My second visit to Singapore has been yet again an enriching experience. Initially unwilling to return, my hand was forced by a recruitment agency which had successfully arranged a number of interviews with some very large banks based over there. Though I was successful for one of the roles, I decided not to take the offer. My decision came suddenly albeit with plenty of soul searching. Aside from job interview, this second trip was an opportunity to visit my friends and Si Dei (Kung Fu brother). Inadvertently it was also an opportunity to spend some good quality alone time – Even though I’ve been loathing those lately. Staying at a backpackers hostel also allowed me to interact with a few people, all of whom were from different parts of the world and were of different walks in life. The combined effects were eye opening and valuable self questioning sessions ensued – from which I think I’ve learnt/determined a great deal.
For my own cognitive requirements I’m going to ‘chunk’ these self question sessions and my conclusions into categories based on the people I met during that week.
I met with my ex colleague and good friend, Wesley. To this day, Wess remains one of the few positive memories I have from my time as an auditor at PricewaterhouseCoopers in Sydney. Blessed with infinite patience and a real love for coaching, Wess is someone I’ve always had time for. Wess himself is going through his own period of transition. He is a talented accountant, but wants and has more to offer this world. He has recently been reading maniacal quantities of self help literature and because of his passion for sharing knowledge, we had a lengthy (4 hour) discussion about my own journey of self discovery.
Wess asked me what I wanted to do as a profession, right there, right then. I answered without much hesitation ‘Advertising or PR’. I am happy with this answer because I think I’d also enjoy this career.
Wess followed up with another question – What are my emotional drivers? I found this incredibly difficult to answer. I actually don’t even know what an emotional driver is. I know what it is not though – It is not an external factor.
An external factor is something that is out of my control. Such things as how I am perceived by others. So what could these internal factors be? Desires? Wants? What are the PULL factors?
I don’t know if it is this current time and place that I find myself in this life, but I have arrived at a point where I realise that money cannot be the determining factor in your life decisions. In fact, it cannot even be one of the determining factors. It cannot even appear in that ensemble of determining factors. My motivator is my desire. Desire to exercise my creative brain as well as utilise my technical and numerical skills and to create a life from these. I need to emphasise ‘LIFE’ because I do not mean ‘career’. I want my life to be something that ‘I’ am proud of. I no longer wish for internal satisfaction by way of seeking approval from external sources.
Pak Mei Kung Fu – Si Dei Desmond and Si Bak Tsang
Kung Fu for me is the totality of the high ideals of Confucianism boiled down and concentrated into a subculture.
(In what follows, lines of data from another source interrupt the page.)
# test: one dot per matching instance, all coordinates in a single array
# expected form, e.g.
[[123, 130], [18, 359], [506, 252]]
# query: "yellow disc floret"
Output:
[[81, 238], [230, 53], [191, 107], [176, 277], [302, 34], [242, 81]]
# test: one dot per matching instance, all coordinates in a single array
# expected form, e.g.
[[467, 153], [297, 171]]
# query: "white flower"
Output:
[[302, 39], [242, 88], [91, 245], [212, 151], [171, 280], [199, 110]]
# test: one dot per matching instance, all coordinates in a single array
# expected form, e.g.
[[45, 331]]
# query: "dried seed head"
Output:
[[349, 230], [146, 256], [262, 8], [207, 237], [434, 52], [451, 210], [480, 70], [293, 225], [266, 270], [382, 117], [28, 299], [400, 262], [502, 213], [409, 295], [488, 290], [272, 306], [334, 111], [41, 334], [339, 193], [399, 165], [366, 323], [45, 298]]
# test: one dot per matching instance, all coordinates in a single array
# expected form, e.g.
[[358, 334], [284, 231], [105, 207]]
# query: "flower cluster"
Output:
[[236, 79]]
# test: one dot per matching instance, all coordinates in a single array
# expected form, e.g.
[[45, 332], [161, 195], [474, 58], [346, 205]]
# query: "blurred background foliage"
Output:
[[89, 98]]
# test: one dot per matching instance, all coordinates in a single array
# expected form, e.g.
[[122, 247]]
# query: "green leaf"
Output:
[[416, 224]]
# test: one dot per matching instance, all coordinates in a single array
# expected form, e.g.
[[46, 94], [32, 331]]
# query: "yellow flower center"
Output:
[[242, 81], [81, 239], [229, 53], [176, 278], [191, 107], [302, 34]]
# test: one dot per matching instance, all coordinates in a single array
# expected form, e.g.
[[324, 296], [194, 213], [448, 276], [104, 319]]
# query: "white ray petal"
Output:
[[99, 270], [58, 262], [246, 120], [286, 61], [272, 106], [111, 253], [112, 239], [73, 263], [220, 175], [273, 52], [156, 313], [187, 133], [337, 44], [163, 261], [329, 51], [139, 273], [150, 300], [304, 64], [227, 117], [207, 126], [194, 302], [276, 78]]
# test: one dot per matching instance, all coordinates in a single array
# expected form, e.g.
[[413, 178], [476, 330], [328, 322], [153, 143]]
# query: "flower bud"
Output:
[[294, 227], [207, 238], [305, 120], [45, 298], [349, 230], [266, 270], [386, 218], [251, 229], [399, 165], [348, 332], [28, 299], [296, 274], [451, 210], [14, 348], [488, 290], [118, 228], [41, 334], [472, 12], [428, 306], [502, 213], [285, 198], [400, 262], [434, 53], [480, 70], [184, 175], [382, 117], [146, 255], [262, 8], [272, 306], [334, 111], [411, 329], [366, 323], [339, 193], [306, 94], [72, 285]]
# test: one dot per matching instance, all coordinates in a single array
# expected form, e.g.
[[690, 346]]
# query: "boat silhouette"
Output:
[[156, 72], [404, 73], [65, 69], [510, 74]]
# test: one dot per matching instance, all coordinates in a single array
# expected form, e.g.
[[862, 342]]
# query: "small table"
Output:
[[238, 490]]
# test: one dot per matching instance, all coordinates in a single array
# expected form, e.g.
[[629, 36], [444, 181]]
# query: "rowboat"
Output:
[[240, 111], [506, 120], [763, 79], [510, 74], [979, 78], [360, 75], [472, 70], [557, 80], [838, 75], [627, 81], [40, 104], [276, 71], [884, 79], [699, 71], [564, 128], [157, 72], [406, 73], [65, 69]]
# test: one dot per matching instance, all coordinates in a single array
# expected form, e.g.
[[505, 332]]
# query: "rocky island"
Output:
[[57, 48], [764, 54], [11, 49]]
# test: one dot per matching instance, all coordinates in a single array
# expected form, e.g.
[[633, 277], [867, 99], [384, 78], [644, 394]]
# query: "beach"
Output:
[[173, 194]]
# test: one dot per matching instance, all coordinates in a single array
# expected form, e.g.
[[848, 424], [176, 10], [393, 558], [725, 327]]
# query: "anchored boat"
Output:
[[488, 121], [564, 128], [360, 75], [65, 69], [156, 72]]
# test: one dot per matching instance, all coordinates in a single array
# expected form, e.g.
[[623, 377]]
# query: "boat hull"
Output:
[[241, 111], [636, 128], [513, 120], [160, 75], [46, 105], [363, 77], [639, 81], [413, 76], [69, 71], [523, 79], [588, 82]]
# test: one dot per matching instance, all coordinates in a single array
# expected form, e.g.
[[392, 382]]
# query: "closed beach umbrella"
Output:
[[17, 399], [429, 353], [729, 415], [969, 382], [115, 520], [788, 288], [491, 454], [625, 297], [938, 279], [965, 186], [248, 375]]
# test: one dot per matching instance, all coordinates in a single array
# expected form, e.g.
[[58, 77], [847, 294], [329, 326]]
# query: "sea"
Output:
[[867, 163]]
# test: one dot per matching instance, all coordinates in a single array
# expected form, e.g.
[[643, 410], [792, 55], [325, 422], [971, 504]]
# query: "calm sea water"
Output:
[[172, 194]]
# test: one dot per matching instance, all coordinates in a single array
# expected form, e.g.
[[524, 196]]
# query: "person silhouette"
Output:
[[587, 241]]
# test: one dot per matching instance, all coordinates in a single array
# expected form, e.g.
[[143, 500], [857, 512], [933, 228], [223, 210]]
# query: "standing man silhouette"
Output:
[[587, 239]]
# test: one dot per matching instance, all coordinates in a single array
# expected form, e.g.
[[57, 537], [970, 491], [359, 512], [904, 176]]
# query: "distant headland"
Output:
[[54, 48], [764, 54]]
The relationship between a Master and Student is akin to that of a Father and Son. Similarly, the relationship between two students is equal to that between two brothers. Tying into all of this, my style of Kung Fu, Pak Mei, is also heavily influenced by the indigenous Chinese religion of Taoism (If you know Star Wars, then you will sort of understand Taoism, since George Lucas borrowed heavily from it). Over time Taoism also absorbed many facets of Buddhism and within its pantheon of Deities, many Buddhas are represented. Within both Taoism and Buddhism there is the concept of fate. From the Buddhist perspective this relates to karmic relationships.
I’ve known Des for a number of years now. I’ve always had a soft spot for him. We met in Sydney while he was a student. Approximately 5 years ago, Des came down to Jubilee Park at Glebe to train in our style of Kung Fu. My Sifu and Brothers practice Pak Mei Kung Fu every Saturday (from 2-4pm). We have been friends ever since. Under Confucian guidelines, I therefore consider Des as my little brother, and I do.
Without going into great detail, I believe Des and I are karmically tied to one another. I don’t say this like some Sydney-Eastern-Suburbs-Yoga-Practitioner talks about karma. I truly believe Pak Mei Kung Fu, Des and I are tied to one another. Through Pak Mei Kung Fu, I met Des. Through Pak Mei Kung Fu, Des met one of our Singaporean ‘uncles’. This Uncle, Si Bak Tsang, also happens to hold a direct lineage to Pak Mei school of Taoism. Through Des I have now met Si-Bak Tsang.
Through Si-Bak Tsang I have experienced the Tao in its most purified form. The interesting aspect to all of this is that for as long as I can remember, I have always held a deep fascination with Taoism, to the point where, as a 10 year old I bought a copy of the Tao Te Ching.
One of the key tenets of Taoism is ‘Doing without Doing’ or Moving with the Tao (Wu Wei – 無為). This behaviour then simply flows through us, therefore letting nature take its course – It is the right action, appropriate to its time and place, and serving the purpose of greater harmony and balance.